Geçtiğimiz kış dişçim bir implant ameliyatı sonrası 2-3 gün dinlenmemi söylemişti. Ameliyatın ertesi günü buz gibi bir havada yarışıyordum. Daha hızlı iyileştim bence. Vücudun limitlerini tanımak, zorlamak ve bunu doğayla uyum içinde yapmak çok doyurucu bir deneyim oluyor.

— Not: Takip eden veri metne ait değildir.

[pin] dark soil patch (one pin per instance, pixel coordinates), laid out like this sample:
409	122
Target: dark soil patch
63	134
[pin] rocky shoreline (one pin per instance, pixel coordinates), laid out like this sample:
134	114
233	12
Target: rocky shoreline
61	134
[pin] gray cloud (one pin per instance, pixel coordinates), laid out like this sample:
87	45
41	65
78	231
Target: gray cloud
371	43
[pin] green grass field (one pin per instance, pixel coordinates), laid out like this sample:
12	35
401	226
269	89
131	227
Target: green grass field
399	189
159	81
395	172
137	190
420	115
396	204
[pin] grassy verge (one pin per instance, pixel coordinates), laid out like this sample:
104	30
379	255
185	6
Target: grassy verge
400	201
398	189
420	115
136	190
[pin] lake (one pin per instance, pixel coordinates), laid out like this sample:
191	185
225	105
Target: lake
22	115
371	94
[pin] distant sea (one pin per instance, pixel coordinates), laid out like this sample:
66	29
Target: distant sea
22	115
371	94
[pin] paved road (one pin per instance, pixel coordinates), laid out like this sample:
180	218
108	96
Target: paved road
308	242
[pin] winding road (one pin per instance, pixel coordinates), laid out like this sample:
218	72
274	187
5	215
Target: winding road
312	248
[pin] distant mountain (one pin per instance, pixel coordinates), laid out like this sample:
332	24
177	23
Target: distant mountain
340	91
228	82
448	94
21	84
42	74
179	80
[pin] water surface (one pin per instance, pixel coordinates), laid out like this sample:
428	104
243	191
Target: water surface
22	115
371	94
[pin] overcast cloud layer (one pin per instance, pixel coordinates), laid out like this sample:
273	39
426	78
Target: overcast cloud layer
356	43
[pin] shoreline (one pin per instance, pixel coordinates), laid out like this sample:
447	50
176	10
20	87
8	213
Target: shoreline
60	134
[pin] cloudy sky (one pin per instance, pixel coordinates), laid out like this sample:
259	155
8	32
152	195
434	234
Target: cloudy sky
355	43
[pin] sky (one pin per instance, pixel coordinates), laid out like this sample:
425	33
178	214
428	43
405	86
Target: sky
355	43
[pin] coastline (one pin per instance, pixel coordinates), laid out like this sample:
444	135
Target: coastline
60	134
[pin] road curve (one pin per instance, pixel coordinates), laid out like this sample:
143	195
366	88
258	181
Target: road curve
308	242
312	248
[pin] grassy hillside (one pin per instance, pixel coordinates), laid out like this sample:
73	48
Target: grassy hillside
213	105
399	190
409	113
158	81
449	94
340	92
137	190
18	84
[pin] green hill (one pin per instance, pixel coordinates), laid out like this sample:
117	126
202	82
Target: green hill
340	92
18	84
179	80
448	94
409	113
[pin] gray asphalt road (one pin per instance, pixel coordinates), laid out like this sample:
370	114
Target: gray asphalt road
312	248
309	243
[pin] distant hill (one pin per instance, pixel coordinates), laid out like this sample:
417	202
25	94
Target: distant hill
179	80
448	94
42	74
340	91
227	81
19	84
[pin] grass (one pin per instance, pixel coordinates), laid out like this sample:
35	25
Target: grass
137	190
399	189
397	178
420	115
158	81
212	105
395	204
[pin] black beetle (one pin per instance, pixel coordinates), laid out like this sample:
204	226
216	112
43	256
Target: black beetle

Bu sporla ilgilenenlere ne önerirsin?

Yelken sporuyla ilgilenenlere öneride bulunacak kadar tecrübe sahibi değilim, ancak yelken yapmak isteyenlere “Durmayın, hemen başlayın!” demek isterim. Özellikle çocuklara, denizle uyum içinde gelişmeyi öğretecek, güçlü sağlam bireyler oluşturacak bir spor olduğunu düşünüyorum. Gerek bireysel gerek takım sporu olarak mutlaka denenmeli. Çok hızlı öğrenilebilecek, teoriyle vakit harcamadan direk teknenin üstünde uygulamalı eğitimleri tercih etmeyi, mümkünse ilk zehri güneyde almayı öneririm. Yelkende keyif var, gelişim var, başarı var, huzur var…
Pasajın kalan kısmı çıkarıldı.